Anyone could enter his or her name in a book kept by the theater manager, and on Bank Night, a name would be drawn at random. The person selected must reach the stage within a set amount of time to claim their prize, usually a few minutes (they would not be required to purchase a ticket to enter the theater). While not technically requiring any purchase, and thus circumventing the numerous local lottery laws of the time, Bank Night had the effect of drawing people to theaters, many of whom bought tickets anyway.

==History==
Yeager invented Bank Night in 1931 in Denver, Colorado. The concept was immediately successful. Although lucrative, the franchise faced scrutiny from state and municipal authorities, who often challenged theaters in court for holding Bank Nights. It quickly spawned copycats to get around the franchise fee, such as Prosperity Night, Treasure Night and Movie Sweepstakes.

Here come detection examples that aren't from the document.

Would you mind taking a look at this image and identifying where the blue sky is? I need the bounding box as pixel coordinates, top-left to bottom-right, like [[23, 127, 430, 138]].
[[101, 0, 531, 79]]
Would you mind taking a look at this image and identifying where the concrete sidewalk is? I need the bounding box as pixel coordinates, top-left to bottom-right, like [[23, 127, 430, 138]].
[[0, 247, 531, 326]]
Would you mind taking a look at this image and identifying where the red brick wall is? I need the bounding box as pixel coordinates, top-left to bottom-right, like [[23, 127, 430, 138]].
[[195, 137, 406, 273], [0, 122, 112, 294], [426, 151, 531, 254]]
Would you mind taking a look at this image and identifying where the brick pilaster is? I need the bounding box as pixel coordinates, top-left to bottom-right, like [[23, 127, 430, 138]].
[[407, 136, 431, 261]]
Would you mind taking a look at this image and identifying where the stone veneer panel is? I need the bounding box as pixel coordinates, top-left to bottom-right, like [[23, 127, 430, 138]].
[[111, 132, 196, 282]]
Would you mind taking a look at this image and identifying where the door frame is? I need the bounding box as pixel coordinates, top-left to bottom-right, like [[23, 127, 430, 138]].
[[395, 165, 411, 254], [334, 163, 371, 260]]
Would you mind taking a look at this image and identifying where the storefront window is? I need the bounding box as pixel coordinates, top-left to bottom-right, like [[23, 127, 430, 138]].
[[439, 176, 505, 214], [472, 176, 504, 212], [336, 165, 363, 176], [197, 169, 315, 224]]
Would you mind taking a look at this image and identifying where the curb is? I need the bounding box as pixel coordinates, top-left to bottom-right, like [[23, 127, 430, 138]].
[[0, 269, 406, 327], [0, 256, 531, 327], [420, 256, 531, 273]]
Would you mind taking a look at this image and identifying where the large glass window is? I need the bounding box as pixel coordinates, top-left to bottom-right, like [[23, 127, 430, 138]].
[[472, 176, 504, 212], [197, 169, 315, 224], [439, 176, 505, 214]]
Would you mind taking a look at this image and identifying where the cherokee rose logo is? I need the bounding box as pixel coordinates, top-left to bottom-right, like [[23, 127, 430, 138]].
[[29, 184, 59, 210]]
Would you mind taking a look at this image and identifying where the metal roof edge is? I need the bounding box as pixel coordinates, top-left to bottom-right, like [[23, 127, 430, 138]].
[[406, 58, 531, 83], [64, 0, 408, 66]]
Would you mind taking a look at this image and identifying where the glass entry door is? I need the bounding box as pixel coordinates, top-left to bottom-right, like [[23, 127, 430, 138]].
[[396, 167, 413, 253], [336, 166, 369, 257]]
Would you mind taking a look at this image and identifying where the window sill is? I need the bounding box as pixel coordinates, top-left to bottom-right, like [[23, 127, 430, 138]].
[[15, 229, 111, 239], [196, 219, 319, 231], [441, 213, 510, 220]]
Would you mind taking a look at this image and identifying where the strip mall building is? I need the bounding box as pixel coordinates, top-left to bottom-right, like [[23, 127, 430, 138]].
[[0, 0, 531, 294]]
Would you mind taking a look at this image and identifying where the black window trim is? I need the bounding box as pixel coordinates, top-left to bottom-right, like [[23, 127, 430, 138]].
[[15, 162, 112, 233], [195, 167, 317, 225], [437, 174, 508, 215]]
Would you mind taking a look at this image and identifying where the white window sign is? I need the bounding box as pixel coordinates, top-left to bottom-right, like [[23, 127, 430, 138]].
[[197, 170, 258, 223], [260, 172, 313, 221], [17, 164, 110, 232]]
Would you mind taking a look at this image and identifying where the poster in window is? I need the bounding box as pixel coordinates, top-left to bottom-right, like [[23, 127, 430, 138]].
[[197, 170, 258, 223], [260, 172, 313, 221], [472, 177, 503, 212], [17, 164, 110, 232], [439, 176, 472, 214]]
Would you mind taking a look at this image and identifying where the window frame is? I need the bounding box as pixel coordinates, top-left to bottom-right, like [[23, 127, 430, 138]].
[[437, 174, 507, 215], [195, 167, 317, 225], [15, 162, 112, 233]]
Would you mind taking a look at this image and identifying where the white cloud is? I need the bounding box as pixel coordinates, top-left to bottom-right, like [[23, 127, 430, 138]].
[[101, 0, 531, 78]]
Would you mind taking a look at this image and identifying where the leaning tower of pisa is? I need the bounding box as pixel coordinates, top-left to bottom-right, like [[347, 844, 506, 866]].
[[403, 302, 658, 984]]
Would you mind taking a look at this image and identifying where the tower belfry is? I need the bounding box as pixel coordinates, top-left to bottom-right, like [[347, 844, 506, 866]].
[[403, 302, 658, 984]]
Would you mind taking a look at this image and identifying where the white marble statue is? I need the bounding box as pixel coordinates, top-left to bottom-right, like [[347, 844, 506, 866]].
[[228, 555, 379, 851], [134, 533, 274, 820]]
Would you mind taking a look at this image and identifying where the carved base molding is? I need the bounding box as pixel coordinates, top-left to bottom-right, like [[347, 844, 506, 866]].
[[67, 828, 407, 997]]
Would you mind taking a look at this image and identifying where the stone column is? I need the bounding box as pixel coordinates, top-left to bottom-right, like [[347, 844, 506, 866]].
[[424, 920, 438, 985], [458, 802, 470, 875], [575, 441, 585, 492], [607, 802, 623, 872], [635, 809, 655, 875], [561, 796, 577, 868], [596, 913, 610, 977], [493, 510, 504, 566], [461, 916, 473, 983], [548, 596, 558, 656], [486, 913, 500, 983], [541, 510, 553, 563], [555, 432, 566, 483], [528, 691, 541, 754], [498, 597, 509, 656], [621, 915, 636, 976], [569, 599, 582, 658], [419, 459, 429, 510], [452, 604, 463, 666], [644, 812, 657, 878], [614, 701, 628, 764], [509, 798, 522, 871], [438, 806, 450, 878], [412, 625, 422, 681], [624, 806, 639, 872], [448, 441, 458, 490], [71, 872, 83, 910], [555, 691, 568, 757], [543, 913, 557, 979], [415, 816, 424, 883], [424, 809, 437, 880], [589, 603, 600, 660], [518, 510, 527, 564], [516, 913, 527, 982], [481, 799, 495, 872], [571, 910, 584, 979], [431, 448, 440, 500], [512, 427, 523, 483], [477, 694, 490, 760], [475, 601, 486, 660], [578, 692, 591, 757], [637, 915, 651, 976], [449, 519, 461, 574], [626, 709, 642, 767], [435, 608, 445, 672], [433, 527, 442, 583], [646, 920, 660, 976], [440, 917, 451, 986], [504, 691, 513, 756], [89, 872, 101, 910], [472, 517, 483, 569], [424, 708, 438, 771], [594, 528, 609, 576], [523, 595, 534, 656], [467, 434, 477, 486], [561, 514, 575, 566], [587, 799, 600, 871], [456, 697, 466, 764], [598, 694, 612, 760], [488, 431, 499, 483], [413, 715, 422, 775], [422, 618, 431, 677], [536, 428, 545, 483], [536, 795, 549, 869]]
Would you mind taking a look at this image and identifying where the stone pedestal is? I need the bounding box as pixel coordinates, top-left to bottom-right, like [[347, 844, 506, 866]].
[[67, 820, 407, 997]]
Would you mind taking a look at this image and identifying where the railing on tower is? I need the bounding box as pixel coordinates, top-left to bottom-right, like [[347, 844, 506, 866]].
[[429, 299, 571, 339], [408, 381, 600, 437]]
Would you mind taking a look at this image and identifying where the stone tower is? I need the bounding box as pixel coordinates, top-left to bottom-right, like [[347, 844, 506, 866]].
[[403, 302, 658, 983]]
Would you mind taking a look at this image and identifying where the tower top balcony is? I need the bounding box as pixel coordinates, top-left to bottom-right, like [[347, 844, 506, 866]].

An example was the sweepstakes held at the Palace Theatre in Marion, Ohio. Starting May 7, 1936, the Palace held a weekly, Wednesday night sweepstakes. Patrons were given a free sweepstakes ticket when a Wednesday matinee movie ticket was purchased. Also, any adult who wanted to participate in the Wednesday night drawing could simply stop by the theater and register. It was not necessary to purchase a movie ticket or to be inside the theater when the winner was announced. Each participant received a ticket with the name of a horse. On the Palace stage, a drawing was made in which the names of 20 horses were picked from a huge wire hopper. Once announced, each horse name was placed on a blackboard opposite one of 20 numbers. Then, four films were carried to the stage, each of them showing 20 horses in a race. Someone chose a film and it was taken to the projection booth, and the film was shown. Each horse had a number, and the audience watched the race. The order of finish determined the winner of the first ($200), second ($10) and third ($5) prizes. If the winner was not in the theater the prize accumulated for the next week. The legality of the popular sweepstakes was challenged by a local prosecutor under Ohio's anti-lottery rules after a Keystone Cops-like raid on the theater during a performance. The prosecutor's legal theory was rejected by the jury and the theater management immediately reinstated the sweepstakes.

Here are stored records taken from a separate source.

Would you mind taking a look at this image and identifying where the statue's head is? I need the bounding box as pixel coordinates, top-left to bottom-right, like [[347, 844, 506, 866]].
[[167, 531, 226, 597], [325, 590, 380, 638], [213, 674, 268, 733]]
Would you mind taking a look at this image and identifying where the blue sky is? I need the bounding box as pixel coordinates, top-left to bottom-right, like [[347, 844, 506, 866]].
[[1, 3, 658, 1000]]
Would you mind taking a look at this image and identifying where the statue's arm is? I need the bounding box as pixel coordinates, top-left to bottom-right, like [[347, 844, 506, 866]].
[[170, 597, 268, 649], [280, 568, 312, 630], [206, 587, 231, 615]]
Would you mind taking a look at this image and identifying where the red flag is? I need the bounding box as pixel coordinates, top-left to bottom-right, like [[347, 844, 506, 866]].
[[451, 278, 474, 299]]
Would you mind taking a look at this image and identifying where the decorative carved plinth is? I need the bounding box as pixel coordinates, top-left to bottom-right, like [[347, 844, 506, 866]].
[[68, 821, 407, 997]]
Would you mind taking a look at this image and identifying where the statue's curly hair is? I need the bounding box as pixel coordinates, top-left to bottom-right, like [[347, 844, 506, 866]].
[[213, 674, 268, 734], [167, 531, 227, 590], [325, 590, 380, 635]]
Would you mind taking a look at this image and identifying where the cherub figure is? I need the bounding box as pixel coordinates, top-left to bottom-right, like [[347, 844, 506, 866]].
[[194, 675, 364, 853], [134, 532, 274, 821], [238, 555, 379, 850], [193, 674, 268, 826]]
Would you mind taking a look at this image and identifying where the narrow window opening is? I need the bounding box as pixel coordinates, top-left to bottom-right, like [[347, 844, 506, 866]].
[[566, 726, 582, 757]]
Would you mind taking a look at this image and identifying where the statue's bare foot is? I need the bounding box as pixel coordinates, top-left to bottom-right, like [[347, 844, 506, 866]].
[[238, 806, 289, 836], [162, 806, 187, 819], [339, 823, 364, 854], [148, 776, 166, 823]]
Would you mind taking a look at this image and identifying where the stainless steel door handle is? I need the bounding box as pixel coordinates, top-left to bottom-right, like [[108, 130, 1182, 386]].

The fad lost much of its popularity by the late 1930s, first to competing games such as Screeno and other lottery-like games, but popularity further declined as cities such as Chicago and New York City took stances against Bank Night and similar games in 1936, and soon theater owners in many jurisdictions faced arrest or fines for running Bank Nights. The improving economy and World War II also contributed to changing consumer tastes.

Bank Night was the plot of the 1936 Charley Chase short Neighborhood House. Bank Nights were jokingly referenced in the films After the Thin Man (1936) and Calling All Husbands (1940). It is also mentioned in at least two Warner Brothers cartoons directed by Tex Avery: A Day at the Zoo and Thugs with Dirty Mugs (both released in 1939). Bank Nights were also humorously referenced in the Hope/Crosby film Road to Singapore (1940) and the 1939 film adaptation of the Rodgers and Hart musical On Your Toes.